PS-PROXY (Windows Server):

  • Python 3.12 via actions/setup-python@v5
  • ODBC Driver 17/18 for SQL Server
  • Network access to \\ad.ptihome.com\DFS\* shares (always use this path, never \\fs1\ or \\PS-GR-FS01\)
  • Drive mappings: S: = \\ad.ptihome.com\DFS\DATA, I: = Quotes
  • Prefect server local at 127.0.0.1:4200 (no Prefect Cloud)
  • Azure credentials from GHE Actions secrets (AZURE_TENANT_ID, AZURE_CLIENT_ID, AZURE_CLIENT_SECRET)

Common operations

Manually trigger a workflow

$env:GH_HOST = 'progressivesurface.ghe.com'
gh workflow run "Sync PRIMS" --repo ProgressiveSurface/psi-data-pipeline

Force a re-sync (bypass manifest-based skip)

The incremental sync compares row_count:col_count signatures.
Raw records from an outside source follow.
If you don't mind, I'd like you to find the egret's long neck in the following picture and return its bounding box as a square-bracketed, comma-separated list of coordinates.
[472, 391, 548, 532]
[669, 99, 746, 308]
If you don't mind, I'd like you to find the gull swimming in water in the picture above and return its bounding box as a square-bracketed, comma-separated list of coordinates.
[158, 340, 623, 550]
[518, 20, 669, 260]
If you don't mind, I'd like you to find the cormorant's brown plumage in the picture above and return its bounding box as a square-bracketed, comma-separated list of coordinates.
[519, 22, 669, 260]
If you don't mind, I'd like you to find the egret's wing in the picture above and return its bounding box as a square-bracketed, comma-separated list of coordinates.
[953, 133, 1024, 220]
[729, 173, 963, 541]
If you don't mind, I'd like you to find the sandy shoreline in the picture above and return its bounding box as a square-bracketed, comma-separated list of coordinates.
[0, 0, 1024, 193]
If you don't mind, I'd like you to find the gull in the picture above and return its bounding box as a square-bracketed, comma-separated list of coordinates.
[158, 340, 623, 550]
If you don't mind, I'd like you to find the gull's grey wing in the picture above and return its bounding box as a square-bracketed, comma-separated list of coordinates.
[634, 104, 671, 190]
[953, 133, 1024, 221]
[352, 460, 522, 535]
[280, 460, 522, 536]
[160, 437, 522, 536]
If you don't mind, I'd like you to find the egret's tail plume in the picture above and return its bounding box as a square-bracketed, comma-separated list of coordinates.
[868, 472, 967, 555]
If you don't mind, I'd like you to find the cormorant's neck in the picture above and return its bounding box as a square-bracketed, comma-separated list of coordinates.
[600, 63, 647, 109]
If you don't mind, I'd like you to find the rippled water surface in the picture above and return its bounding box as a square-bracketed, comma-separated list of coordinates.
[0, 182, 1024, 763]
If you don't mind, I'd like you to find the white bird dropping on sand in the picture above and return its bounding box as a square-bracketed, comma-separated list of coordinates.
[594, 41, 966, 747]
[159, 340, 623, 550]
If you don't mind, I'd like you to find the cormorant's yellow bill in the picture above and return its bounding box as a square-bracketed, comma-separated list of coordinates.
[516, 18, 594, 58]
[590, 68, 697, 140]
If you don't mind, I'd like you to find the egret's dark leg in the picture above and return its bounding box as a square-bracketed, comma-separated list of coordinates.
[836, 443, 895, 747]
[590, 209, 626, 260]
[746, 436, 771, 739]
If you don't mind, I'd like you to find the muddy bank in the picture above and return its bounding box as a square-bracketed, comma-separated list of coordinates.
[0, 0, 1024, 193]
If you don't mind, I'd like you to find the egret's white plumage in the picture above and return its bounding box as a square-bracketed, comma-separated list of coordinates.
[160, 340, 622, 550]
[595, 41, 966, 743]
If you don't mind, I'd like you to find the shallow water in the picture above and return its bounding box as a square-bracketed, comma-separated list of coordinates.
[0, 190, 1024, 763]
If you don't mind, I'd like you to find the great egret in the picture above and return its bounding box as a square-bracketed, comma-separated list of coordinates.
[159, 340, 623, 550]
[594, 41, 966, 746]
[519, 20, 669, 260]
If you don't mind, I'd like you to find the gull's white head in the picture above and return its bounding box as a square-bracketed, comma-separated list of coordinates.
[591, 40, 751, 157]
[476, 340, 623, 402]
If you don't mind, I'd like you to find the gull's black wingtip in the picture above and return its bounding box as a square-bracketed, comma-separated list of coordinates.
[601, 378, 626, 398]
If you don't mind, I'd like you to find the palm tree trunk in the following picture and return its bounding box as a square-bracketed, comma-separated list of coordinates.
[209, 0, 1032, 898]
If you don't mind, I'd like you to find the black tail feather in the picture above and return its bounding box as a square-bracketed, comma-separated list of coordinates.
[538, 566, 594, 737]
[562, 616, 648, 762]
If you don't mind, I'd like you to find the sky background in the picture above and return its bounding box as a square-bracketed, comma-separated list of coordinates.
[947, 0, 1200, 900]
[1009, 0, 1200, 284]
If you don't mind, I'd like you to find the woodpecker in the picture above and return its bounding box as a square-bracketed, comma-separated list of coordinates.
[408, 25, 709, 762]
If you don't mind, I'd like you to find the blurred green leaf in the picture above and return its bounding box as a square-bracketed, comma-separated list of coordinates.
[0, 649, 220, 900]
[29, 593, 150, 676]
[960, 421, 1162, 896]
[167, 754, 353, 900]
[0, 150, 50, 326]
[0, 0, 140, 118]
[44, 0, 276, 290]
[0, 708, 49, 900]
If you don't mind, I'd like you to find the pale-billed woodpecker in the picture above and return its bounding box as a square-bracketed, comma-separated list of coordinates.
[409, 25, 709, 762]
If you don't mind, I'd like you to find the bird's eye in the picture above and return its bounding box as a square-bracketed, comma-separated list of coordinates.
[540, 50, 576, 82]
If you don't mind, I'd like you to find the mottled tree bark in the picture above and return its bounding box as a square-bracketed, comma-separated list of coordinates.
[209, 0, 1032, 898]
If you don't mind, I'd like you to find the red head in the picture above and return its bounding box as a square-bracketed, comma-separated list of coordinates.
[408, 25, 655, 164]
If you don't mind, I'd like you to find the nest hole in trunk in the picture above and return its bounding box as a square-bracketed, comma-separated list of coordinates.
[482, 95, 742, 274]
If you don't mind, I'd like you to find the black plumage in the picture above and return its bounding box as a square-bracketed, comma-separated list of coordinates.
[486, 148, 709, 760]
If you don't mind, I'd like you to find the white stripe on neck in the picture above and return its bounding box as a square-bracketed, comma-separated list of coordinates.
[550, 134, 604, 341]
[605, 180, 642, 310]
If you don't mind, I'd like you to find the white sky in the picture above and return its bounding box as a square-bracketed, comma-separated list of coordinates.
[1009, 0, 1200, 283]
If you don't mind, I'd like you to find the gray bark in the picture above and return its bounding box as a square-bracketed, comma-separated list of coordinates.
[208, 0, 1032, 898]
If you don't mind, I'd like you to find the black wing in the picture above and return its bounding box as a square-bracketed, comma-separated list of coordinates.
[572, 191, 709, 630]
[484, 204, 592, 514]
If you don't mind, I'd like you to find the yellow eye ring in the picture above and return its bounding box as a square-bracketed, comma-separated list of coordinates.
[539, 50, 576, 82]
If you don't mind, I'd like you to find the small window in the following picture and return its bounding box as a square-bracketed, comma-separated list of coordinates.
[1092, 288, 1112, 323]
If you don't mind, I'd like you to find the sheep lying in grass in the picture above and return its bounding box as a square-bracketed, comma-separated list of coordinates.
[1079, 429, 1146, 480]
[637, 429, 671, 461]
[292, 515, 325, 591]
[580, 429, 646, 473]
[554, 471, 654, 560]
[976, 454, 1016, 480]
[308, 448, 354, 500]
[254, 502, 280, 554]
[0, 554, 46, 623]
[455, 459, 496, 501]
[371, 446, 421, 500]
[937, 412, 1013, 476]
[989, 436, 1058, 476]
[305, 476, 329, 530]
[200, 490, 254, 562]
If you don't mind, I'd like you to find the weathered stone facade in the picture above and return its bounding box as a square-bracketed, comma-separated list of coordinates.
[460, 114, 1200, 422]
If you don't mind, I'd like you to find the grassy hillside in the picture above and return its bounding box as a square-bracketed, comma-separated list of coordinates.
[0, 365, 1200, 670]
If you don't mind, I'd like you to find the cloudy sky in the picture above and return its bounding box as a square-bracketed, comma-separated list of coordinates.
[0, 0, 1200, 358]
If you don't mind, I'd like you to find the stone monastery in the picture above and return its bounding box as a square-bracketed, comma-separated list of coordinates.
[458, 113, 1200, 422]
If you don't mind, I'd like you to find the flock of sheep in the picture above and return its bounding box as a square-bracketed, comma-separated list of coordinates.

To force a full re-sync:

rm "\\ad.ptihome.com\DFS\Schedule\SS123\LEADTIME\.azure_sync_manifest.json"

Add a new pipeline job

See docs/pipeline-architecture.md → “How to Add a New Pipeline Job” for the full walkthrough (5 steps: create loader, register in publish list, register in analytics build, create workflow, test).

After registering, also add to prefect_deployments.py and re-run it to register the deployment with the work pool.

Check pipeline status


Known issues / class of bugs

The Azure SQL passthrough track has recurring data-fidelity bugs because each load_*.py defines its own table DDL and column widths:

  • String truncation — source values exceed guessed NVARCHAR(N) widths. Fix: widen affected column or use NVARCHAR(MAX) for unbounded text. Add column names to the long_cols set in build_analytics_db.py and sync_table_to_azure.py.
  • Unique-index conflicts — source data has duplicate keys that contradict the table’s declared uniqueness. Fix: deduplicate at load time, or drop the unique constraint if the source legitimately allows duplicates (see product_catalog).
  • Phantom rows in Azure SQL — tables synced without a primary key accumulate stale rows when source records are deleted. Fix: implement a delete-missing pass in sync_table_to_azure.py for keyless tables.

Long-term direction: centralize Azure SQL DDL in one location instead of per-script.